Today i am procrastinating. i know i shouldn't be, but i can't stop myself. i woke up around eight, which is just about right, as i finally got my sleep schedule regulated after weeks of insomnia. It's the day after Chubuncle's birthday, and it made me think of Chubaunt, because she's due in a week and a half but Chubuncle and his father were both born on February 28 on a leap year and wouldn't it be crazy if his baby was too? So i read Chubaunt's blog, which always makes me laugh and feel happy, and then went on to read I Remember..., which i haven't enjoyed in a very long time. i've read posts dated a year ago and still haven't gotten back to what i had read. What she writes is so engrossing that i don't want to stop reading it, to have lived such a full life that was full of life, and to still be living it, it blows me away. (Both of these blogs are linked to on the right.)
Lately i have been feeling a very strong sense of me, of peace that i am where i am supposed to be, and the sensation that something important is about to happen. You see, today i should be finding a procter for my upcoming English midterm, and doing the homework for State Government and Technical Writing that is due today (that i should have already done, truth be told, and then would not be so hard pressed to do it now), but i don't feel like doing those things. i feel like reading, and writing, and listening to music, and dancing, and being. i feel like continuing to be myself, a self that is more in touch with herself and who she is than she has ever been before. And yet i lack direction, i feel like i'm standing on the edge of the cliff but i don't know which direction to dive, and i have many different directions to choose from.
i have turned my back on film school now... should i stay at Mesa State or go to another college? Should i finish college at all or find a way to support myself now? If i am going to finally start my career, how will i support myself? My thoughts turn to freelance writing, but while i am at school i do not have the time for it. Could i support myself with my writing? Would it be important for me to get my degree? i want to fly now, why do i always have to wait??? i am so sick of waiting, and sacrificing, and denying myself. Can't i serve others by being myself? Is there no way for me to be happy and whole while also being able to support myself and contributing to society?

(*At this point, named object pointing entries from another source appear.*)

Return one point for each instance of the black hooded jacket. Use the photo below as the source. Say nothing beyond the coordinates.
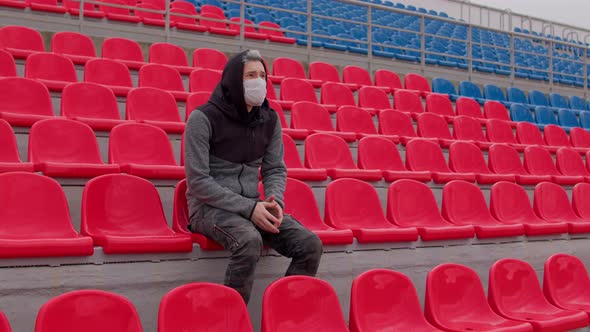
(225, 145)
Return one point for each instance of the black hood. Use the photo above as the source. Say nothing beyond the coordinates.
(228, 95)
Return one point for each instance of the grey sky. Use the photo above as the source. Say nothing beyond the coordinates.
(571, 12)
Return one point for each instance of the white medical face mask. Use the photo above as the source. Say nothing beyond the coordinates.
(254, 91)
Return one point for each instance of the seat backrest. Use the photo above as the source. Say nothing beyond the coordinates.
(107, 72)
(327, 151)
(379, 153)
(493, 92)
(50, 66)
(382, 297)
(544, 115)
(161, 77)
(512, 285)
(469, 89)
(312, 303)
(151, 104)
(441, 85)
(373, 97)
(468, 107)
(352, 203)
(519, 112)
(72, 43)
(433, 126)
(556, 136)
(288, 68)
(384, 77)
(439, 104)
(424, 155)
(354, 119)
(22, 38)
(196, 306)
(392, 122)
(323, 71)
(24, 96)
(85, 310)
(418, 82)
(537, 98)
(412, 204)
(89, 100)
(295, 89)
(468, 129)
(336, 94)
(122, 49)
(167, 54)
(356, 75)
(209, 58)
(465, 157)
(63, 141)
(140, 143)
(451, 289)
(409, 102)
(495, 110)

Why am i always at a crossroads no matter what choices i make? i strive so hard, and yet i never get anywhere. All the choices before me are always forward, never back, but they never get me to where i am going. i don't feel depressed in this space, just dissatisfied with the options that are before me, which are so few. i feel as if there is something that i'm missing, that i should have seen already, but i don't see it. At church on Sunday (the second church we went to... which is a story in itself) was the first time that i heard a pastor confirm in a sermon that sometimes the hard places, the darkness, the lows, are exactly where God wants us to be, are His perfect will. He talked about what i have been dealing with for eight years, the fact that the plan God has for us isn't always easy.
Last night i watched Lost and it was a Desmond flashback to when he was at boot camp. His mind was flashing back and forth between the two times, and if he could not find anything to anchor himself to the future then he would die. He had to find Penny in the past to get her phone number so he could call her on Christmas Eve eight years later. It struck me that eight years is such a long time to be separated from the one that you love. It made me think about what anchors me to the future, i have no person that i can see face to face, that i can talk to on the phone, or hold their hand and kiss them on the face. i have God. He is so silent, and yet i hear Him. i cannot hear Him, but i feel so often that i just know what He wants and is thinking even though i can't hear it and it is so beyond my comprehension. i wish i could see it in a dream or vision, but it is not as easy as that, i have to just take it on faith. i struggle to put this in words, but i cannot, and it is time for me to go. i have so much to say and yet no words to say it with. So i stand here on the edge and wonder: which way do i leap?